# Experiments




### Setup

In [27]:
# You can set them inline
import os
os.environ["MISTRAL_API_KEY"] = "MISTRAL_API_KEY"
os.environ["LANGSMITH_API_KEY"] = "LANGSMITH_API_KEY"
os.environ["LANGSMITH_TRACING"] = "true"
os.environ["LANGSMITH_PROJECT"] = "langsmith-academy-mistral"

In [28]:
# Or you can use a .env file
from dotenv import load_dotenv
load_dotenv(dotenv_path="../../.env", override=True)

True

Here is the RAG Application that we've been working with throughout this course

In [29]:
import os
import tempfile
from langchain.text_splitter import RecursiveCharacterTextSplitter
from langchain_community.document_loaders.sitemap import SitemapLoader
from langchain_community.vectorstores import SKLearnVectorStore
from langchain_huggingface import HuggingFaceEmbeddings
from langchain_mistralai.chat_models import ChatMistralAI
from langchain_core.messages import SystemMessage, HumanMessage
from langsmith import traceable
from typing import List
import nest_asyncio

# Configured for Mistral AI
MODEL_NAME = "mistral-small-latest"
MODEL_PROVIDER = "mistral" 
APP_VERSION = 2.0
RAG_SYSTEM_PROMPT = """You are an assistant for question-answering tasks. 
Use the following pieces of retrieved context to answer the latest question in the conversation. 
If you don't know the answer, just say that you don't know. 
Use three sentences maximum and keep the answer concise.
"""

mistral_client = ChatMistralAI(model=MODEL_NAME, temperature=0.3)

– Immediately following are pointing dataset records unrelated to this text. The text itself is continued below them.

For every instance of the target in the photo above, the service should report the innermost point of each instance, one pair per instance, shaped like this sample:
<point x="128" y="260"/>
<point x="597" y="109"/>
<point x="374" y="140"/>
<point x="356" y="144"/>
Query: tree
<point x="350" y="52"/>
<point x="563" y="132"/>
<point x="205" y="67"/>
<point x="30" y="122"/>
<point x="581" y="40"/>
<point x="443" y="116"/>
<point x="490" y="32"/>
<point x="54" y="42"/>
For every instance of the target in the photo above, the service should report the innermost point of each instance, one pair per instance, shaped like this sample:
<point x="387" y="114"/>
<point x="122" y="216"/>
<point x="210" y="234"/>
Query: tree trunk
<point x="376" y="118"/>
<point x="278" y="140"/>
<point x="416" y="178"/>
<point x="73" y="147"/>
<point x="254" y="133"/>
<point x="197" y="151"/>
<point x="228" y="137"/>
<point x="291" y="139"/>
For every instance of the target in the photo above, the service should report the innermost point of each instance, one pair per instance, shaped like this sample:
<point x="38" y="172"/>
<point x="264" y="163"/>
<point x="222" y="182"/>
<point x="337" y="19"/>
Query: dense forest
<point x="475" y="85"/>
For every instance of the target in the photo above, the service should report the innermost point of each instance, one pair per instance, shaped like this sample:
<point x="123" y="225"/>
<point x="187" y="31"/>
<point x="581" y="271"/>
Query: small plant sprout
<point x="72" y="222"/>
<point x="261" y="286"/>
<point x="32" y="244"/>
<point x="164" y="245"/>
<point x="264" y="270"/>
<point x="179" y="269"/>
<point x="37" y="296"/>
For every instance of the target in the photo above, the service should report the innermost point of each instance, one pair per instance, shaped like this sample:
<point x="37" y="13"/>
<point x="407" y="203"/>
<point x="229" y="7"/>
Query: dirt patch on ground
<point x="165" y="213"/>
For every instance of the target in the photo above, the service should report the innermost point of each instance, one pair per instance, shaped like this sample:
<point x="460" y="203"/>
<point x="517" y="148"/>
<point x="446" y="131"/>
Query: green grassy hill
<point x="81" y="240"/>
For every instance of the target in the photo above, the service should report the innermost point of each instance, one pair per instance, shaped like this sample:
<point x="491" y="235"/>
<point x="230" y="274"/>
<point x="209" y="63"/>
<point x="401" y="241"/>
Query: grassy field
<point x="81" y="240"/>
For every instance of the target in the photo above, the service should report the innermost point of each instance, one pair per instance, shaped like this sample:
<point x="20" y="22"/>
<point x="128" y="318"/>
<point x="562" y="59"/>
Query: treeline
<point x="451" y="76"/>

def get_vector_db_retriever():
    persist_path = os.path.join(tempfile.gettempdir(), "mistral_docs.parquet")
    # Use HuggingFace embeddings instead of OpenAI
    embd = HuggingFaceEmbeddings(
        model_name="sentence-transformers/all-MiniLM-L6-v2",
        model_kwargs={'device': 'cpu'}
    )

    # If vector store exists, then load it
    if os.path.exists(persist_path):
        vectorstore = SKLearnVectorStore(
            embedding=embd,
            persist_path=persist_path,
            serializer="parquet"
        )
        return vectorstore.as_retriever(lambda_mult=0)

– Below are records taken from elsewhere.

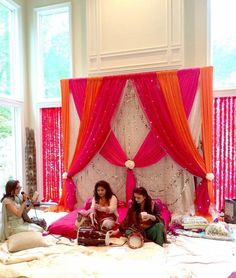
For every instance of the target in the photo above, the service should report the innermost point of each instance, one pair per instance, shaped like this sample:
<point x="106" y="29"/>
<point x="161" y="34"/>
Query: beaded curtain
<point x="224" y="152"/>
<point x="165" y="179"/>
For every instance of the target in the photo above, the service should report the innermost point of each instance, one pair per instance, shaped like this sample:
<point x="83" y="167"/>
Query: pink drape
<point x="51" y="152"/>
<point x="224" y="152"/>
<point x="163" y="137"/>
<point x="150" y="151"/>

    # Otherwise, index LangSmith documents and create new vector store
    ls_docs_sitemap_loader = SitemapLoader(web_path="https://docs.smith.langchain.com/sitemap.xml", continue_on_failure=True)
    ls_docs = ls_docs_sitemap_loader.load()

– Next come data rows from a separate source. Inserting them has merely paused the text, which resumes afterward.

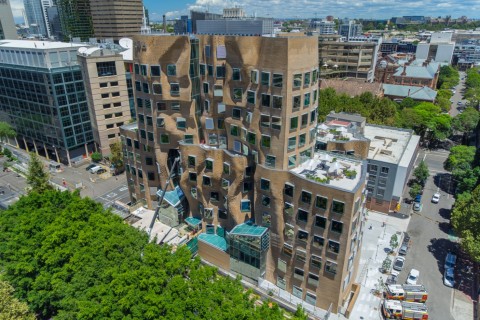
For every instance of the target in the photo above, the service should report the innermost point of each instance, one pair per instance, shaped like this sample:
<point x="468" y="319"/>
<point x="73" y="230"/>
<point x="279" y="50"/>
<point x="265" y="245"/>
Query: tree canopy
<point x="10" y="307"/>
<point x="466" y="221"/>
<point x="71" y="259"/>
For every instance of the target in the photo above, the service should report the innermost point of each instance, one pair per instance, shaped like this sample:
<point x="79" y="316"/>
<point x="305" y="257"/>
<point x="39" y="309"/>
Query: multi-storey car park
<point x="239" y="115"/>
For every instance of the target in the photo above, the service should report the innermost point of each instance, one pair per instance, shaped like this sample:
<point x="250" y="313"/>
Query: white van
<point x="95" y="169"/>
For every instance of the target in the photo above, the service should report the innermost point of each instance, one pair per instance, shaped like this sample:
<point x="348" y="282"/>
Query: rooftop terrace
<point x="332" y="169"/>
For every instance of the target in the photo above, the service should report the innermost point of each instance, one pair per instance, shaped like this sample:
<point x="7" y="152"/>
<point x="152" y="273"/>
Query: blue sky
<point x="308" y="8"/>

    # Use standard text splitter since we're using HuggingFace embeddings
    text_splitter = RecursiveCharacterTextSplitter(
        chunk_size=500, chunk_overlap=50
    )
    doc_splits = text_splitter.split_documents(ls_docs)

    vectorstore = SKLearnVectorStore.from_documents(
        documents=doc_splits,
        embedding=embd,
        persist_path=persist_path,
        serializer="parquet"
    )
    vectorstore.persist()
    return vectorstore.as_retriever(lambda_mult=0)

nest_asyncio.apply()
retriever = get_vector_db_retriever()

"""
retrieve_documents
- Returns documents fetched from a vectorstore based on the user's question
"""
@traceable(run_type="chain")
def retrieve_documents(question: str):
    return retriever.invoke(question)

"""
generate_response
- Calls `call_mistral` to generate a model response after formatting inputs
"""
@traceable(run_type="chain")
def generate_response(question: str, documents):
    formatted_docs = "\n\n".join(doc.page_content for doc in documents)
    messages = [
        SystemMessage(content=RAG_SYSTEM_PROMPT),
        HumanMessage(content=f"Context: {formatted_docs} \n\n Question: {question}")
    ]
    return call_mistral(messages)

"""
call_mistral
- Returns the chat completion output from Mistral AI
"""
@traceable(
    run_type="llm",
    metadata={
        "ls_provider": MODEL_PROVIDER,
        "ls_model_name": MODEL_NAME
    }
)
def call_mistral(messages: List) -> str:
    response = mistral_client.invoke(messages)
    return response

"""
langsmith_rag
- Calls `retrieve_documents` to fetch documents
- Calls `generate_response` to generate a response based on the fetched documents
- Returns the model response
"""
@traceable(run_type="chain")
def langsmith_rag(question: str):
    documents = retrieve_documents(question)
    response = generate_response(question, documents)
    return response.content


### Experiment

Here is a code snippet that should look similar to what you see from the starter code!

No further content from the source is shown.